Net working capital (NWC) is one of the most overlooked elements in a business sale, yet it directly affects the final purchase price. Buyers use NWC to ensure the business has enough liquidity to operate smoothly post-sale.
What is Net Working Capital?
Net working capital is the difference between a company’s current assets (cash, accounts receivable, inventory) and current liabilities (accounts payable, accrued expenses). It measures the business’s ability to meet short-term obligations without additional financing. A positive NWC indicates that the company has sufficient short-term resources, while a negative NWC can signal financial strain or inefficiency.

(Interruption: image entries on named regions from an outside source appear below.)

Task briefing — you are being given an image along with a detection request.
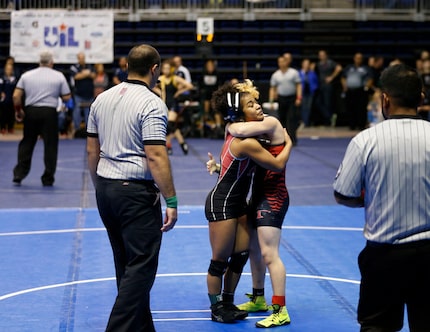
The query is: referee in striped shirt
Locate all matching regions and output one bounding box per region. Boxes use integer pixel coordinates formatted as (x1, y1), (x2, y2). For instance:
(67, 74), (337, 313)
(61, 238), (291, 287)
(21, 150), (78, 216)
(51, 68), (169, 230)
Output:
(13, 51), (71, 186)
(87, 45), (177, 332)
(334, 65), (430, 332)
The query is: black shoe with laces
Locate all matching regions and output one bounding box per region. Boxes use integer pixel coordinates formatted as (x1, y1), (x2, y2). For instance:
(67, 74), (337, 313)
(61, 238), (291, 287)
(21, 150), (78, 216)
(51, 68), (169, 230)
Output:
(223, 302), (248, 320)
(211, 302), (236, 323)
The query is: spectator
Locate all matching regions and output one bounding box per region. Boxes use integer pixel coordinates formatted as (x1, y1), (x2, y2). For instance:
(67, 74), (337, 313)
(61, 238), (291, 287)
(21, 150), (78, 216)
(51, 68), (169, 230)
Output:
(13, 51), (71, 186)
(0, 63), (18, 134)
(94, 63), (109, 98)
(87, 45), (177, 332)
(172, 55), (193, 83)
(154, 60), (193, 154)
(299, 58), (318, 127)
(269, 53), (302, 145)
(199, 59), (224, 138)
(112, 56), (127, 85)
(418, 58), (430, 120)
(334, 65), (430, 332)
(70, 52), (96, 132)
(342, 53), (373, 130)
(315, 50), (342, 126)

How Does NWC Impact the Transaction?
Buyers and sellers often agree on a target NWC during negotiations. If the actual NWC at closing is higher than the target, the seller may receive a higher purchase price; if it is lower, the buyer may adjust the price downward. This ensures the business is sold with sufficient liquidity to continue operations. Understanding NWC is crucial because even profitable businesses with poor cash management can face reduced valuations.
Tips for Managing NWC Before a Sale
- Optimize Inventory: Excess inventory ties up cash and can inflate current assets artificially, misleading buyers. Use inventory forecasting and sales analysis to maintain optimal levels.
- Accelerate Receivables: Prompt collection of outstanding invoices increases NWC and improves the business’s financial position at closing. Consider offering early payment discounts.
- Manage Payables Strategically: Negotiate extended payment terms with vendors to preserve cash without damaging relationships. Ensure all obligations are transparent to avoid post-sale disputes.